Hands on with Microsoft Forefront Identity Manager 2010

The tool's key differentiators: User self-service and broad compatibility with other software

Identity management is the bane of many an IT administrator's existence. Employees come and go. Workers from partner companies require access to the network in a time-limited but secure way. Users forget their passwords and lose their smartcards. And new services come online all the time. It's a wonder anyone can get anything done.

There have been tools available for a while that purport to manage the total life cycle of user identity -- from hiring and first authorization to use of new applications until suspension, termination or separation -- all from one system. Microsoft's entry into this market, Forefront Identity Manager 2010, shows itself as a capable product with a few drawbacks.

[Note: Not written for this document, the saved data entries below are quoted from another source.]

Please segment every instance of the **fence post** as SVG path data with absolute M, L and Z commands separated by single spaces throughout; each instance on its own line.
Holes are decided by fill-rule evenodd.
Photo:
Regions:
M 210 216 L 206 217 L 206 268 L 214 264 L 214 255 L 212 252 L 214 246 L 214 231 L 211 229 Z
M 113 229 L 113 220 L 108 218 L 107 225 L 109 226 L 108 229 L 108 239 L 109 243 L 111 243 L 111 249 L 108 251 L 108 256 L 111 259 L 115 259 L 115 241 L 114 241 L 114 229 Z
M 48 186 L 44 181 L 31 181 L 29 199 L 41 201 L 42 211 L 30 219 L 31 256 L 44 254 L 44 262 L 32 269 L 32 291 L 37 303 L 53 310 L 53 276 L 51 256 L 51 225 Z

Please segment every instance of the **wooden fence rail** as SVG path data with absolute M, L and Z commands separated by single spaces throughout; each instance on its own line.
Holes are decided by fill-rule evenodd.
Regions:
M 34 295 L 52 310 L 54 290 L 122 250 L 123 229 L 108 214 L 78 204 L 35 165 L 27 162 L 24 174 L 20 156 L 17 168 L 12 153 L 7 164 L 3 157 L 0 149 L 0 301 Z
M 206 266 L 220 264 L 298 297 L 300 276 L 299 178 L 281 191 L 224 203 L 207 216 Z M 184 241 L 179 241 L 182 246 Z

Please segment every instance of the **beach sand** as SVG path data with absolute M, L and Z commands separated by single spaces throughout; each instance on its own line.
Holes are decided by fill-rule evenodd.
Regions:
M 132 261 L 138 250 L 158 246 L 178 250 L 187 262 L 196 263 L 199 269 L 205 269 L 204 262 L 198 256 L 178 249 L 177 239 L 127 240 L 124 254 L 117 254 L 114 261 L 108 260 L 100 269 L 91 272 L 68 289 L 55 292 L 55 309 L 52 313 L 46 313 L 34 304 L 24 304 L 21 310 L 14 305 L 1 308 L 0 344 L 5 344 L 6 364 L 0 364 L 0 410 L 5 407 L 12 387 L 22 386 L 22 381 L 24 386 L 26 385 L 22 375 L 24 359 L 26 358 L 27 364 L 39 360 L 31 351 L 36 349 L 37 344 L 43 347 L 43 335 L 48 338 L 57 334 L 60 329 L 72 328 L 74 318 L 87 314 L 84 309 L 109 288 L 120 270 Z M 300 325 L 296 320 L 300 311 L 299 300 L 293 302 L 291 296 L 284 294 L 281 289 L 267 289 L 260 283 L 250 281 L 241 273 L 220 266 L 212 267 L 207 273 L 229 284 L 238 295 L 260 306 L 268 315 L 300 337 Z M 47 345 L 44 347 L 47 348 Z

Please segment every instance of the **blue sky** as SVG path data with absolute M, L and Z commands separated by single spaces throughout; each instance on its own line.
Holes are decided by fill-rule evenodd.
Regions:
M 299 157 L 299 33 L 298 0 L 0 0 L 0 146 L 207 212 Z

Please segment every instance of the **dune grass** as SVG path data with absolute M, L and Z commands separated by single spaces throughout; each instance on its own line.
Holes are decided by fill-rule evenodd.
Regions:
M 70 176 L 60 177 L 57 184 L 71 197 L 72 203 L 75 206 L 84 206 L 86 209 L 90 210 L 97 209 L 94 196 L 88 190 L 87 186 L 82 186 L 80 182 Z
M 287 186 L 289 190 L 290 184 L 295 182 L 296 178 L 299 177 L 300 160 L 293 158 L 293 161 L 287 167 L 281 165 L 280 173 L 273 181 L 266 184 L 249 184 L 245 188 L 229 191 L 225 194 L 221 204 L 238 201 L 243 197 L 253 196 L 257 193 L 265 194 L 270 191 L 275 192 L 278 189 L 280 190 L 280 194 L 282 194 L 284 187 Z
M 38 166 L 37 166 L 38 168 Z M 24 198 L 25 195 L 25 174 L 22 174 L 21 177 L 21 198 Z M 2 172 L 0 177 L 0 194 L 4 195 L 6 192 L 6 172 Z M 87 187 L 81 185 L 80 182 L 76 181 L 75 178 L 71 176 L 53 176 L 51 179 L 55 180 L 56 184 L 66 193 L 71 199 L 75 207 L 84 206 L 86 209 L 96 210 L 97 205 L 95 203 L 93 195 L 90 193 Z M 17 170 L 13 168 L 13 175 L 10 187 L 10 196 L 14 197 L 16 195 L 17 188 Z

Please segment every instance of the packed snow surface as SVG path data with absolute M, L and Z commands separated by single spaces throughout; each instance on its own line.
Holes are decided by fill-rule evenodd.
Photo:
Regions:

Forefront Identity Manager 2010, or FIM, relies on a couple of features to differentiate itself from competitors: It gives users the ability to perform a variety of tasks themselves via self-service Web portals, and it's compatible with existing Web standards, enabling it to work with just about any other system.

Users can, for example, change their passwords on a variety of systems through native Windows tools like the log-on prompt. They can also manage group memberships easily through an intranet-based website that supports restricted group memberships and the approval workflows required.

Behind the scenes, FIM takes care of managing encrypted properties like certificates, smartcards, security life cycles and compliance, while wrapping it up in a nice bow with a good, logically arranged administrative user interface.

Policy management

FIM's view of identity management is that employees, their roles and their eventual authorizations and authentication should all fall under the purview of policies. Administrators familiar with Group Policy in Windows will find this metaphor holds well. These policies consist of rules that you, as the administrator, can create to dictate what happens when certain actions take place.

For example, a new-hire rule will create a user account and place him or her into appropriate groups based on date of hire, job position, work location and other factors. The same rule will query and direct the payroll system, via Web services, to add the requisite user information and will interface with the building security system to add the user's smartcard certificate to allow access to the building. Finally, the rule will generate a message to human resources to create a new-hire packet and send it to the new user.

Identity management

You can imagine similar policies for, say, maternity leave, where, for a defined period of time, a user's building access would be suspended, her e-mail would be redirected, and pay and other HR policies would be modified as necessary and so on. But perhaps most important for security is the ability to manage separations from the company -- turning off access, removing users from security groups and cleanly and tidily processing financial matters.

Policies within FIM can dictate the actions that happen when any of these events -- or any other event that you define -- occur.

These policies that you define are kicked off and then subsequently managed by the Windows Workflow Foundation, or WF (part of the .Net Framework 3.5). WF provides a powerful base for all sorts of interesting and complex workflows, with nesting, conditions and multiple branches. If your group has already invested in creating rules via WF, you can very simply import them into FIM and use and further customize them from within FIM, saving you from reinvesting the time necessary to create the workflows again in a different tool. If you have a proficient developer staff, you can also create workflows in Visual Studio and export them for use within FIM.

Data synchronization

The core of any identity management product, FIM included, is the ability to keep multiple systems --often on different platforms, from different vendors, with different databases -- synchronized as often as possible. The goal is for changes initiated by any system to be replicated accurately and efficiently up and down the chain of related systems.

FIM's predecessor, Microsoft Identity Lifecycle Manager 2007, did a pretty good job of handling such synchronization among Microsoft products. FIM 2010 goes a step further and offers help with making sure databases like Novell eDirectory, Sun Directory Server, Lotus Notes, SQL Server, Oracle, Exchange, Active Directory, SAP and any other database or flat-file systems are updated via policies and workflows.

FIM's core, a synchronization service, manages the data coming into and out of FIM and handles communicating with the target systems -- and in most cases it does so using standards or direct API support with each system. In other words, no messy agents need run on most of these systems.